Chourasia N, Watkins MW, Lankford JE, Kass JS, Kamdar A. An Infant Born to a Mother With Anti-N-Methyl-d-Aspartate Receptor Encephalitis. Pediatr Neurol. 2018 Feb;79:65-68.

Abstract

BACKGROUND:
Anti-N-Methyl-D-Aspartate receptor (NMDAR) encephalitis is an autoimmune disorder that often affects women of childbearing age, and maternal-fetal transfer of anti-NMDAR antibodies during pregnancy has been documented in both symptomatic and asymptomatic women. The effects of these antibodies on the fetus, however, are incompletely understood.

PATIENT DESCRIPTION:
This term infant exhibited depressed respiratory effort, poor feeding, and abnormal movements after birth. Magnetic resonance imaging revealed diffuse cerebral edema with ischemic and hemorrhagic injury.

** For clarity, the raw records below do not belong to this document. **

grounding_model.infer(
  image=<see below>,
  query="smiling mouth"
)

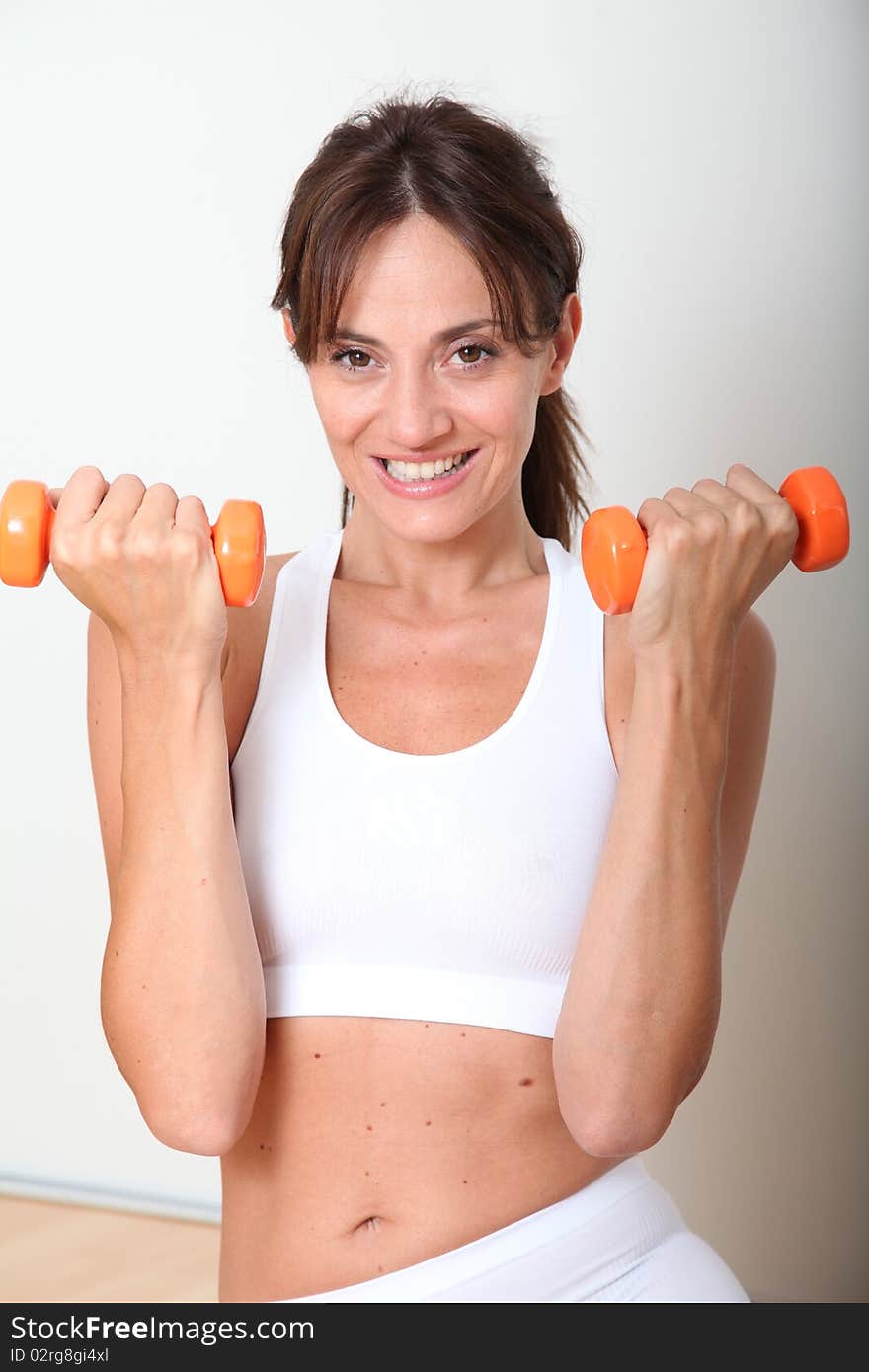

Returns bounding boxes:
[377,447,478,482]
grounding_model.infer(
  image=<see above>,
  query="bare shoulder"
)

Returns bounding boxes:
[221,553,296,761]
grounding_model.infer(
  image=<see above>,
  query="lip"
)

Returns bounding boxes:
[368,447,481,500]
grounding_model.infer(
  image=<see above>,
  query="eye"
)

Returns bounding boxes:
[330,343,499,372]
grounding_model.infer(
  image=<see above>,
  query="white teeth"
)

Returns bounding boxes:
[386,453,469,482]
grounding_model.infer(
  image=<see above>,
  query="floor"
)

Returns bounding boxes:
[0,1196,219,1305]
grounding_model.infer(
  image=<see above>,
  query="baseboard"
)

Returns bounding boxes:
[0,1172,221,1225]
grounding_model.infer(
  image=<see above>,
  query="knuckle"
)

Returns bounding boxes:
[690,476,721,495]
[95,520,126,559]
[774,500,799,539]
[661,520,693,556]
[694,510,726,543]
[731,500,763,534]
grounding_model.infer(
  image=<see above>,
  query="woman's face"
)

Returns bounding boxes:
[282,215,581,541]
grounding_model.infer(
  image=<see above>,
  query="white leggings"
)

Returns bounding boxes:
[274,1157,750,1305]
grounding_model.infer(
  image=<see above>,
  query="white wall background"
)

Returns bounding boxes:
[0,0,869,1302]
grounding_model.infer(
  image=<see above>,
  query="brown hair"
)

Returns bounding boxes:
[271,85,594,552]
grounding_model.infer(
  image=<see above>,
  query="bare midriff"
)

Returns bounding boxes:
[218,1016,620,1301]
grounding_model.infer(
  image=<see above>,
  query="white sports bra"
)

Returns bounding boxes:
[232,530,618,1037]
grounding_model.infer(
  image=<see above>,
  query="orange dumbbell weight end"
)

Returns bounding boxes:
[582,467,851,615]
[0,481,265,606]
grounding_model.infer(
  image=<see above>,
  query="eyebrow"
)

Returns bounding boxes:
[335,320,496,347]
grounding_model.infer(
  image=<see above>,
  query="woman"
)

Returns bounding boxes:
[79,96,796,1302]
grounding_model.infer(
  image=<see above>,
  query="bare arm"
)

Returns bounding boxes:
[88,616,265,1155]
[553,612,775,1157]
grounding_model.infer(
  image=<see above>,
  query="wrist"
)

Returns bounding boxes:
[116,640,221,693]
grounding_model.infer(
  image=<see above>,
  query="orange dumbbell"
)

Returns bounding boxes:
[582,467,851,615]
[0,482,265,605]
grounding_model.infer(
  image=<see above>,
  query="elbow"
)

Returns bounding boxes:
[556,1083,675,1158]
[562,1112,670,1158]
[140,1105,250,1158]
[143,1115,243,1158]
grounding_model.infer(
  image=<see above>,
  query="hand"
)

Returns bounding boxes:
[48,467,228,671]
[629,462,799,664]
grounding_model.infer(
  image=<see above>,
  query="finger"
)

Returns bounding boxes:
[134,482,179,525]
[690,476,743,510]
[175,495,211,538]
[637,493,687,535]
[728,462,781,505]
[94,472,145,524]
[50,467,109,528]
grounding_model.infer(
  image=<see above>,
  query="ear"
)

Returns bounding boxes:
[539,291,582,395]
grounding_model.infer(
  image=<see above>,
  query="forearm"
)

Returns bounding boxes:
[100,660,265,1151]
[553,655,733,1155]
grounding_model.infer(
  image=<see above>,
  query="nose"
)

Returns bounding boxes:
[381,366,456,453]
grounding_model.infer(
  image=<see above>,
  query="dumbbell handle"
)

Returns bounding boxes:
[582,467,850,615]
[0,481,265,606]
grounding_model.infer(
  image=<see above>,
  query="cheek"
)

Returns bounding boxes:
[461,376,534,439]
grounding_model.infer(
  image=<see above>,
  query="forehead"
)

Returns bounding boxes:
[342,215,489,314]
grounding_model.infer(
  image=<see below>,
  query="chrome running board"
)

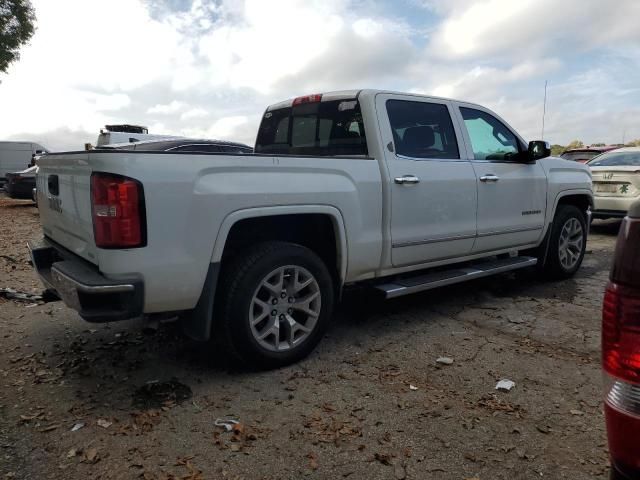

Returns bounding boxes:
[374,257,538,298]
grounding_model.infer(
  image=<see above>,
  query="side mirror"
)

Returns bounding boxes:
[527,140,551,162]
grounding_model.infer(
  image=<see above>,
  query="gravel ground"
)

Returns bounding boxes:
[0,196,618,480]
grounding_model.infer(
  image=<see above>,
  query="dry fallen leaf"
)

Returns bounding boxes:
[307,452,319,470]
[84,448,100,463]
[96,418,113,428]
[374,453,391,465]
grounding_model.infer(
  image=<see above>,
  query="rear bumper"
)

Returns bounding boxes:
[28,238,144,322]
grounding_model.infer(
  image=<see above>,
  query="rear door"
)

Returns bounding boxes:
[376,94,477,266]
[456,104,547,253]
[36,153,97,263]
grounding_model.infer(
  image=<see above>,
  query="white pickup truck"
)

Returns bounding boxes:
[31,90,592,367]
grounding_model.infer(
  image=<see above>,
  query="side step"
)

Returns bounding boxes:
[374,257,538,298]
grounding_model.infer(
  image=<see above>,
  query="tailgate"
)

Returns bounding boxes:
[36,153,97,263]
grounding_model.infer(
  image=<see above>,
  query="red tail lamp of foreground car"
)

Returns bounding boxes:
[91,173,147,248]
[293,93,322,107]
[602,208,640,479]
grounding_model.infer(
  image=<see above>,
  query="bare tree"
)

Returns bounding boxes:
[0,0,36,73]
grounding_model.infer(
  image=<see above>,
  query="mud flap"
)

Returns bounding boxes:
[181,263,220,341]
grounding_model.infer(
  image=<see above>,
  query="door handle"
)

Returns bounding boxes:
[393,175,420,185]
[480,173,500,182]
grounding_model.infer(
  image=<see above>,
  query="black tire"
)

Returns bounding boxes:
[538,205,589,279]
[211,241,334,369]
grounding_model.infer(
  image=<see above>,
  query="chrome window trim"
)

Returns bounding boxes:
[394,155,469,162]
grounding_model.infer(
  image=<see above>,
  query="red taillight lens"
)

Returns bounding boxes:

Her mother had experienced anti-NMDAR encephalitis secondary to an ovarian teratoma 18 months earlier. The baby's serum NMDAR antibody titer was elevated at 1:320. Intravenous immunoglobulin did not result in clinical improvement, and care was withdrawn on day of life 20. Her mother had an elevated serum NMDAR antibodies (1:80), positive CSF antibody titers, and a new ovarian teratoma.

CONCLUSION:
Routine testing of NMDAR antibodies in pregnant women with a previous history of anti-NMDAR encephalitis may be warranted. Infants born to these mothers should be closely monitored throughout pregnancy and after birth.